Fertilization in mammals occurs through a series of highly ordered steps that lead ultimately to the fusion of a single sperm cell with an ovulated egg. The first step in this process is the binding of free-swimming sperm to the extracellular egg coat, or zona pellucida, through a mechanism which, in general, is highly species-specific. The specificity of this interaction implicates the existence of specific complementary molecules on egg and sperm, referred to respectively as the sperm receptor and the egg binding protein. The primary sperm receptor on mouse eggs has been identified as a single zona glycoprotein - ZP3. In contrast, a number of molecules and enzymes have been proposed as candidates for the sperm surface egg-binding protein.

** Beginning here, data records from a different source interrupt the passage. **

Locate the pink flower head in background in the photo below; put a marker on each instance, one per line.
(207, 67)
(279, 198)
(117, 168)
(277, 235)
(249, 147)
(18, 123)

One such candidate has been identified in two assays - by affinity chromatography and by crosslinking to ZP3 - as a Mr 56,000 polypeptide observed on SDS gels. Cloning and characterization has been accomplished for the mouse and human homologs of a gene (called Tcte1) that appears to encode this polypeptide based on functional assays as well as evolutionary considerations. Funds are requested to carry out a series of genetic and evolutionary studies aimed at understanding the function of this gene product in the process of fertilization. Two major goals are to answer the questions: (1) Is the TCTE1 polypeptide necessary for fertilization?, and (2) Is the TCTE1 polypeptide sufficient for the initiation of species-specific fertilization. Targeted mutagenesis will be used to produce mice that do not express the Tcte-1 gene, and transgenic mice will be generated that express TCTE1 from a heterologous species such as hamster, rat, or guinea pig. Studies of fertility and egg binding with these animals will provide definitive answers to the questions that have been posed. A third goal is to determine whether the Tcte1 gene is under positive Darwinian selection, which would be predicted if TCTE1 played a role in establishing post-mating reproductive barriers between species. This question will be approached through comparative sequence analysis, which could also provide insight into the nature of the interaction between TCTE1 and the egg surface. The demonstration of positive Darwinian selection would provide confirming evidence for a species-specific role of TCTE1 in gamete recognition.

哺乳动物的受精是通过一系列高度有序的步骤进行的 最终导致单个精子细胞与一个排卵的 蛋。这一过程的第一步是结合自由游动的精子。 细胞外卵壳，或透明带，通过一种机制 一般来说，这是高度物种特异性的。这一点的特殊性 相互作用意味着特定互补分子的存在 在卵子和精子上，分别称为精子受体和 卵子结合蛋白。小鼠卵子上的主要精子受体是 鉴定为单一的带状糖蛋白-ZP3。相比之下，一些 分子和酶被认为是精子的候选者。 表面卵子结合蛋白。已经确定了两个候选人中的一个 用亲和层析法和ZP3交联法进行MR分析 在十二烷基硫酸钠凝胶上观察到56,000个多肽。克隆和鉴定具有 已经完成了小鼠和人类的基因同源物(称为 Tcte1)，根据功能分析，似乎编码该多肽 以及进化方面的考虑。需要资金来进行 一系列的遗传和进化研究，旨在了解 该基因产物在受精过程中的作用。两大 目的是回答以下问题：(1)TCTE1多肽是必需的吗 用于受精？以及(2)TCTE1多肽是否足以用于 启动物种特定受精。定向突变将是 用于生产不表达Tcte-1基因的小鼠，并转基因 将产生表达来自异源物种的TCTE1的小鼠 如仓鼠、老鼠或豚鼠。受精性和卵子结合的研究 这些动物将为以下问题提供明确的答案 已经摆好姿势了。第三个目标是确定Tcte1基因是否处于 积极的达尔文选择，这是可以预测的，如果TCTE1发挥 在物种间建立交配后生殖障碍方面的作用。 这个问题将通过比较序列分析来解决， 它还可以提供对交互的性质的洞察 在TCTE1和鸡蛋表面之间。达尔文正定论的证明 选择将为物种特有的作用提供确凿的证据 配子识别中的TCTE1。